The “Tara Ocean” expedition @taraexpeditions, formed by a consortium of international laboratories, has just revealed the larger dataset of marine virome. Thanks to an exhaustive sampling, scientists were able to describe around 200,000 new viral populations, an increase of about 12 times what was previously known. And as if that weren’t enough, the study also revealed that two areas of the Arctic Ocean were viral biodiversity hotspots, which is surprising, as biodiversity is postulated to be much more abundant in the equatorial zones and to be impoverished towards the poles, a phenomenon known as a latitudinal biodiversity gradient. This viral abundance further reinforces the importance and concern for the Arctic, strongly impacted by climate change.

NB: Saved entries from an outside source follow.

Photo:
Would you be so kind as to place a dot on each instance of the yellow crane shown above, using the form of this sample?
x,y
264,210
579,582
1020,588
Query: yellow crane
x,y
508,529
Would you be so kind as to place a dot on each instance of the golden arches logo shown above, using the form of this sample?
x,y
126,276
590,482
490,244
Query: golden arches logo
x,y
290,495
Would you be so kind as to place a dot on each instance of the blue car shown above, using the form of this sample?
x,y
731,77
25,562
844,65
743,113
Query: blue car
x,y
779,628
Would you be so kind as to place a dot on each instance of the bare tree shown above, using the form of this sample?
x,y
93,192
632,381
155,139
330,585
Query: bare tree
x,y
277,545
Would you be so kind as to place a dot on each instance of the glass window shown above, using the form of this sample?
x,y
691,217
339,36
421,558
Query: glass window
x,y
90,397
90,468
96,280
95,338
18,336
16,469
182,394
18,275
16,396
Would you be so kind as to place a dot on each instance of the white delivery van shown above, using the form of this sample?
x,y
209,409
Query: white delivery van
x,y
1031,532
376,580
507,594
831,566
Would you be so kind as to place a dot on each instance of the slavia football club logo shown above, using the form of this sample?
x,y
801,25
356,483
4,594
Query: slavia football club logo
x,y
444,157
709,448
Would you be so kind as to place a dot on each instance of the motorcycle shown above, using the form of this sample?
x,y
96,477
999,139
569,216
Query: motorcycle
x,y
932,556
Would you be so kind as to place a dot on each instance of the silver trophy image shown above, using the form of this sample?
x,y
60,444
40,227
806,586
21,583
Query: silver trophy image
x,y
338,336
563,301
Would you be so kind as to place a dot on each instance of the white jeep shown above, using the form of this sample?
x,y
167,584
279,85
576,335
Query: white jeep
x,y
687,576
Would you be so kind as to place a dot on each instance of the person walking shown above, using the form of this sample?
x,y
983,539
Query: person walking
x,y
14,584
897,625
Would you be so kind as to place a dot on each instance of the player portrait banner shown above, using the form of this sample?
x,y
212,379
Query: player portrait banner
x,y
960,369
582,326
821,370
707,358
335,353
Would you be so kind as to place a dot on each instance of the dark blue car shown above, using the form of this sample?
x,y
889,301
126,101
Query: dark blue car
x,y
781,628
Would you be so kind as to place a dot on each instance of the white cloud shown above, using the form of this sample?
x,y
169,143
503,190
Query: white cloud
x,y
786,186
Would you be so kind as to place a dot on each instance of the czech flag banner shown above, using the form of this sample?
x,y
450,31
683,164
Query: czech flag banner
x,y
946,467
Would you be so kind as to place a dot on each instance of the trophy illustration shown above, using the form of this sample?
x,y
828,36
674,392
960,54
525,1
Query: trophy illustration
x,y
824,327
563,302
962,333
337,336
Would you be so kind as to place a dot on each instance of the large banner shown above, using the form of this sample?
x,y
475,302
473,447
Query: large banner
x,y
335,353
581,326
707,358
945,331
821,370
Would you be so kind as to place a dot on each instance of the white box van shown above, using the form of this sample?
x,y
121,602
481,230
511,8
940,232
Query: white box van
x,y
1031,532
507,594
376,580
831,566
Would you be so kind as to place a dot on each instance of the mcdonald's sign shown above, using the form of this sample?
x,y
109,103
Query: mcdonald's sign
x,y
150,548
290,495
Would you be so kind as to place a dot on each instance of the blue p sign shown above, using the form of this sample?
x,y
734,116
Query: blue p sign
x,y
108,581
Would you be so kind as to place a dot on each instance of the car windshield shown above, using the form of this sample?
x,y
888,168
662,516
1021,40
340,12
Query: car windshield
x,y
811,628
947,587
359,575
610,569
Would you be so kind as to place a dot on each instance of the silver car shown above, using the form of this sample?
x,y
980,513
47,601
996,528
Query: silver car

It is estimated that microorganisms -including viruses- represent 60% of ocean biomass, being key to the proper functioning of marine ecosystems. We know that biodiversity is associated with the oceans’ ability to produce food, maintain water quality and recover from external disturbances. Knowledge of biodiversity, including viruses, is therefore important for generate monitoring tools and improve our protective measures for these ecosystems on which we all depend.